Azan berkumandang di setiap sudut
negeri, kaki-kaki melangkah berdiri di atas sajadah, bersamaan menegakkan
sholat, akupun telah siap disyafku menanti ayah mengimami sholatku bersama
bunda, lalu kamipun sholat berjamaah, setelah selesai sholat aku bergegas
merapikan tempat tidur lalu mandi, saat fajar tiba dimana sang mentari terbit
dari ufuk timur dan diiringi oleh kokokan ayam jantan saat itu pula aku sudah
siap dengan seragam yang rapi dan tasku, sebelum berangkat sekolah aku
menyiapkan segelas teh dan beberapa potong roti untuk sarapannya, tidak lupa
aku menyiapkan bekalku yang sebelumnya telah aku masak, setelah sarapan aku
pamit kepada ayah dan bunda dan berangkat kesokolah..

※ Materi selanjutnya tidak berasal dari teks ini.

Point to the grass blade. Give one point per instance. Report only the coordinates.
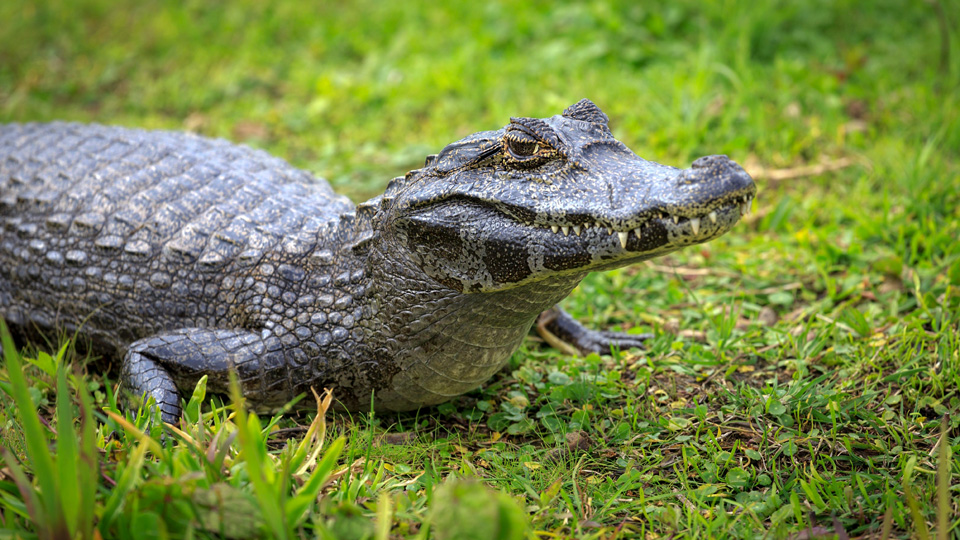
(34, 432)
(68, 458)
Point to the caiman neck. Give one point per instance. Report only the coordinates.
(443, 342)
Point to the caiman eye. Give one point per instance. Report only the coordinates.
(522, 146)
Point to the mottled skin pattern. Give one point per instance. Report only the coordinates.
(188, 256)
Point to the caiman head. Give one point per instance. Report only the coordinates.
(553, 198)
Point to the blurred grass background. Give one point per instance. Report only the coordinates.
(821, 394)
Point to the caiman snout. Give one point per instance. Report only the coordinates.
(713, 178)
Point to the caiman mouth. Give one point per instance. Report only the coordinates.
(702, 226)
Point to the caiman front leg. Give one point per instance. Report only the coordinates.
(568, 330)
(167, 366)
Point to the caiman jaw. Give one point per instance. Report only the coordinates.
(702, 226)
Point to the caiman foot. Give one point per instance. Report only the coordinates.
(167, 366)
(563, 332)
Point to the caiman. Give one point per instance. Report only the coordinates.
(186, 256)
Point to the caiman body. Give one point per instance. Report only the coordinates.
(187, 256)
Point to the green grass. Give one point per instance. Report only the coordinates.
(805, 371)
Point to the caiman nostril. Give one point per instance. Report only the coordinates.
(709, 161)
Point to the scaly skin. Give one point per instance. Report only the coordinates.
(187, 256)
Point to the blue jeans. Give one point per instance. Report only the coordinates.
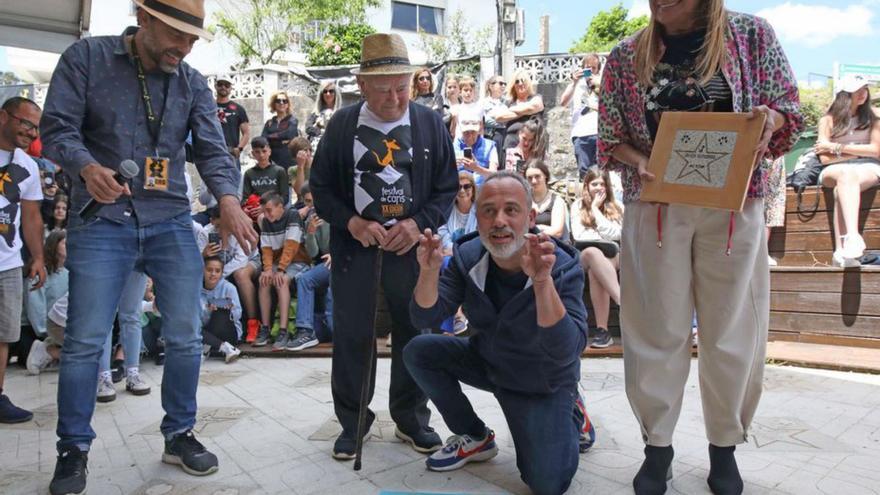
(101, 257)
(544, 427)
(129, 314)
(307, 283)
(585, 151)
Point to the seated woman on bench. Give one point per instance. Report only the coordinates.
(849, 146)
(596, 221)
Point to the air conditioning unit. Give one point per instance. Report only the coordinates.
(520, 36)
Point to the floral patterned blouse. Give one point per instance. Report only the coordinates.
(757, 71)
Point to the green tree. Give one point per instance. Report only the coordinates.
(607, 29)
(8, 79)
(260, 29)
(459, 40)
(815, 102)
(340, 46)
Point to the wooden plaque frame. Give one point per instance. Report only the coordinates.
(701, 160)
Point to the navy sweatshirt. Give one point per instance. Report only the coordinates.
(434, 173)
(520, 356)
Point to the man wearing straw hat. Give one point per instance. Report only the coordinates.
(384, 171)
(114, 100)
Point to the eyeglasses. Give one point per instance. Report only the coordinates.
(27, 124)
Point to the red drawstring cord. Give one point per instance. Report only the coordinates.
(731, 226)
(659, 227)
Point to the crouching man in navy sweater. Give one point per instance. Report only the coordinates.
(522, 294)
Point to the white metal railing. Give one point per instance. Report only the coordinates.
(553, 68)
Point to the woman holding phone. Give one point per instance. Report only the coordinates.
(694, 55)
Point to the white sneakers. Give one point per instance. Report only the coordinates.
(230, 352)
(39, 358)
(852, 248)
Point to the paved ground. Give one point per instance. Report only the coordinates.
(269, 421)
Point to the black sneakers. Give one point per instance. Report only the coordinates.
(724, 477)
(184, 450)
(601, 338)
(70, 472)
(425, 441)
(656, 470)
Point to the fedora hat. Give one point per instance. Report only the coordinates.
(383, 55)
(184, 15)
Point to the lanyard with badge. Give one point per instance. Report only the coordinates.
(155, 166)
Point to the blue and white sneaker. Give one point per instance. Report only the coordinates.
(586, 433)
(462, 449)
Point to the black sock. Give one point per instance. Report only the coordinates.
(652, 476)
(724, 478)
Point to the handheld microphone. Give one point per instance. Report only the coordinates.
(127, 170)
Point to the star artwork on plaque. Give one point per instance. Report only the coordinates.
(700, 158)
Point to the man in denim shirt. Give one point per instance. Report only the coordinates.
(129, 97)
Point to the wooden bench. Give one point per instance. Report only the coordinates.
(810, 301)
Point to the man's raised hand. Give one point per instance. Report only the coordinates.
(538, 257)
(430, 252)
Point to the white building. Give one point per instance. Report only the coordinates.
(408, 18)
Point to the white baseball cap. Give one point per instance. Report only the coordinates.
(852, 83)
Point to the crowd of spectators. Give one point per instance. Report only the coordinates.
(499, 125)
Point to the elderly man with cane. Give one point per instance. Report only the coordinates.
(384, 172)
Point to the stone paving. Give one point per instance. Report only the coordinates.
(270, 422)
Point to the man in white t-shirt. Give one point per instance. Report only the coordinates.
(583, 101)
(20, 197)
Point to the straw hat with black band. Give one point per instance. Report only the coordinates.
(184, 15)
(383, 55)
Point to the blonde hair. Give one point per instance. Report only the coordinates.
(487, 88)
(511, 84)
(712, 53)
(609, 208)
(319, 101)
(274, 98)
(414, 85)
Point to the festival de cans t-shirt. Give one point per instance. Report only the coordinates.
(19, 180)
(383, 168)
(231, 116)
(677, 84)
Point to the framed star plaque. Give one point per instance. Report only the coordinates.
(703, 159)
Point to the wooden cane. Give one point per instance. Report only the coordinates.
(371, 356)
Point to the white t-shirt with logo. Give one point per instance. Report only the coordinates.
(383, 168)
(19, 180)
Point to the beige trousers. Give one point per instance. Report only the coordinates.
(661, 287)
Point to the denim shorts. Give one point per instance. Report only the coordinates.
(11, 295)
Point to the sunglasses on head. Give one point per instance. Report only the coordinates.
(27, 124)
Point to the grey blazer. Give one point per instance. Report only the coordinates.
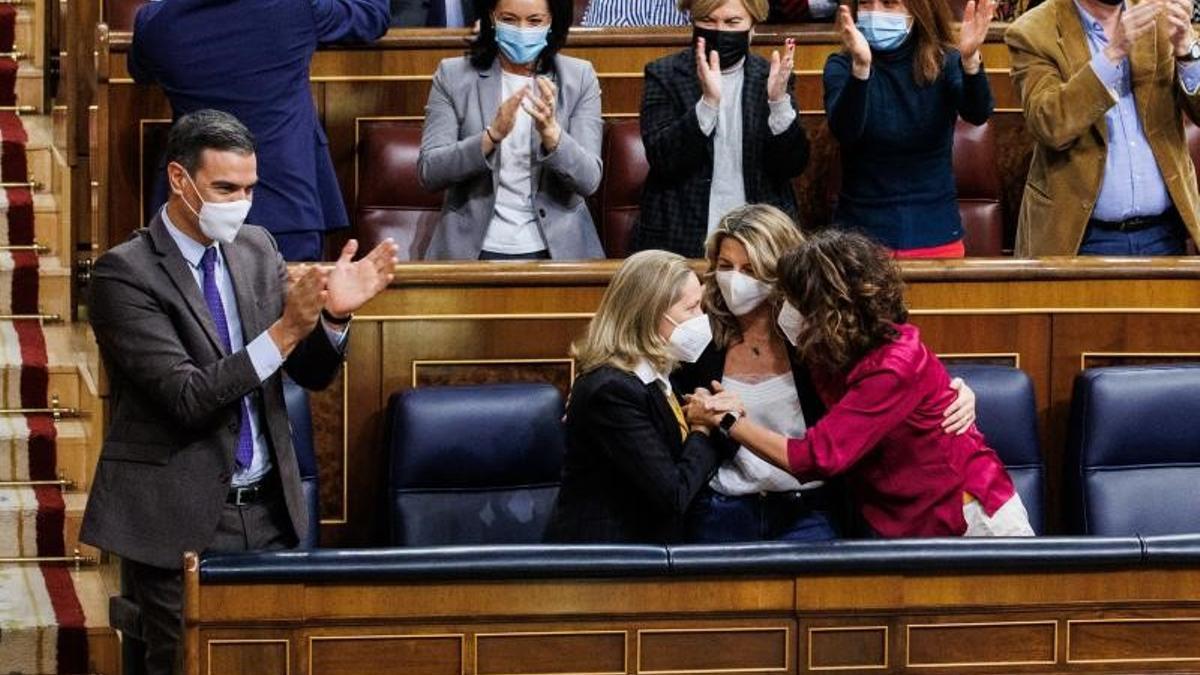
(462, 102)
(168, 455)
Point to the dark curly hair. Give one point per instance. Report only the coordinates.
(850, 292)
(484, 48)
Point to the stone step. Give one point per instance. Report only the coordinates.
(30, 85)
(41, 154)
(30, 635)
(49, 222)
(19, 518)
(28, 39)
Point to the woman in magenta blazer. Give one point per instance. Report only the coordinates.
(885, 392)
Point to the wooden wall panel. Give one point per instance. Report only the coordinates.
(845, 647)
(366, 653)
(675, 651)
(250, 656)
(595, 652)
(982, 644)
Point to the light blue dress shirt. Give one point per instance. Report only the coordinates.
(1133, 184)
(263, 353)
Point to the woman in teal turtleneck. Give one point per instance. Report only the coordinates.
(892, 100)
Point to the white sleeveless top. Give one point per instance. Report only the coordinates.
(775, 405)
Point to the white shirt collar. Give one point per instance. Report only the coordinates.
(191, 249)
(647, 374)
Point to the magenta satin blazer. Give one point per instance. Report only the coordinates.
(883, 432)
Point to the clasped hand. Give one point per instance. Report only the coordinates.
(340, 291)
(705, 408)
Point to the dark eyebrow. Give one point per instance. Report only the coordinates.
(227, 185)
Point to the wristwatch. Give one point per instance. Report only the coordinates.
(1193, 53)
(727, 423)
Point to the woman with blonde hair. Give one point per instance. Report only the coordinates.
(633, 463)
(720, 129)
(893, 97)
(885, 390)
(749, 499)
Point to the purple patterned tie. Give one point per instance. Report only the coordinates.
(213, 298)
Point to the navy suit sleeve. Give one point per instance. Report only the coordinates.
(846, 99)
(139, 63)
(351, 21)
(972, 91)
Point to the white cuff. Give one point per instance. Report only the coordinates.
(264, 356)
(335, 333)
(783, 114)
(707, 117)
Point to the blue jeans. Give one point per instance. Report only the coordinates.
(1165, 239)
(717, 518)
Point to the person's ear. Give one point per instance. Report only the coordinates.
(177, 178)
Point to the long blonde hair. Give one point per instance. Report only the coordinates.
(625, 328)
(767, 233)
(759, 10)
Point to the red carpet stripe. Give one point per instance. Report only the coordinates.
(25, 284)
(42, 447)
(34, 374)
(7, 28)
(72, 645)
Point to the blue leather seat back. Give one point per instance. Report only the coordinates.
(1008, 419)
(1134, 451)
(295, 398)
(474, 465)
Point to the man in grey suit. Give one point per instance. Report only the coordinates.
(196, 318)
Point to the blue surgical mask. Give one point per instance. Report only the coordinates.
(883, 30)
(521, 45)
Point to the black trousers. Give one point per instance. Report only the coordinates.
(159, 592)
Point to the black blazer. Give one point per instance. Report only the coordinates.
(628, 477)
(675, 198)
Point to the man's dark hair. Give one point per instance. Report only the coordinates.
(484, 48)
(207, 130)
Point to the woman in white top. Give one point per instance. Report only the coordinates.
(749, 499)
(513, 133)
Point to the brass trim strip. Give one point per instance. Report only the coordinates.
(623, 670)
(1084, 356)
(787, 649)
(909, 628)
(1014, 356)
(1129, 620)
(887, 644)
(65, 483)
(286, 641)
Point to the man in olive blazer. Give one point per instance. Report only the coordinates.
(1066, 106)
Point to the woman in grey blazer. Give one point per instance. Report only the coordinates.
(513, 135)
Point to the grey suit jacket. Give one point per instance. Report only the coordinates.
(462, 102)
(168, 457)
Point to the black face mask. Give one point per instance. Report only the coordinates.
(731, 45)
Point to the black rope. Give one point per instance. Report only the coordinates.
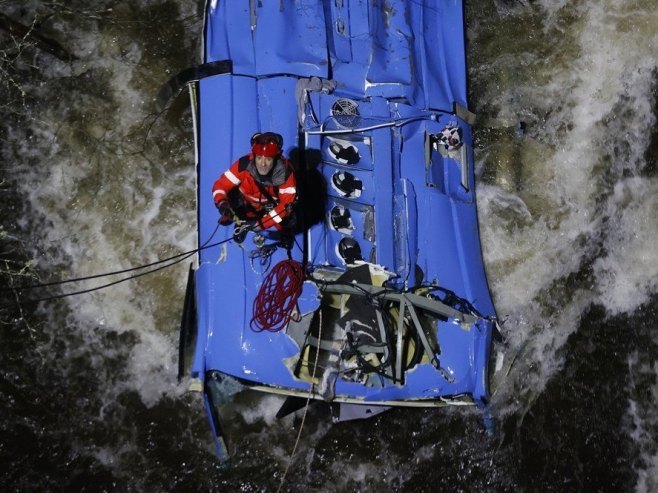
(123, 271)
(173, 260)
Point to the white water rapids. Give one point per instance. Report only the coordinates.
(568, 206)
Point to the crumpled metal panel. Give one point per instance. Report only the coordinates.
(395, 49)
(268, 37)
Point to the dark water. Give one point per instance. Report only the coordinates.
(95, 180)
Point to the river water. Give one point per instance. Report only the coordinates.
(94, 179)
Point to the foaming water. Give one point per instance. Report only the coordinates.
(565, 213)
(565, 94)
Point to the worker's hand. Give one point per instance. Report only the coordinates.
(224, 208)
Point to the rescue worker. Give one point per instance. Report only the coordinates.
(259, 187)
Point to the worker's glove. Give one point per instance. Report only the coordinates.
(224, 208)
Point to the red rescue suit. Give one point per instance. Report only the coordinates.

Sampai di sekolah tepat dilobby
sekolah aku berjumpa dengan kepala sekolah, seperti biasa akupun langsung
menghampiri kepala sekolahku dan menyalami tangan kepala sekolahku “Selamat
pagi pak!”sapaku “Ya pagi nak!”jawab kepala sekolah, setelah itu akupun
bergegas menaiki tangga sekolah menuju lantai tiga, aku menyusuri lorong
sekolah melangkah kekelasku.
Sesampainya di kelas aku langsung
memeriksa seragam dan buku-bukunya di dalam tas umtuk memastikan bahwa tidak
ada barang yang tertinggal, sejenakku perhatikan ruang kelasku yang masih sepi
karena aku datang telalu pagi “Serasa baru kemarin aku memakai seragam putih
merah dari bunda tapi sekarang aku sudah memakai seragam putih abu-abu, tak
terasa waktu berlalu begitu cepat” gumamku dalam hati.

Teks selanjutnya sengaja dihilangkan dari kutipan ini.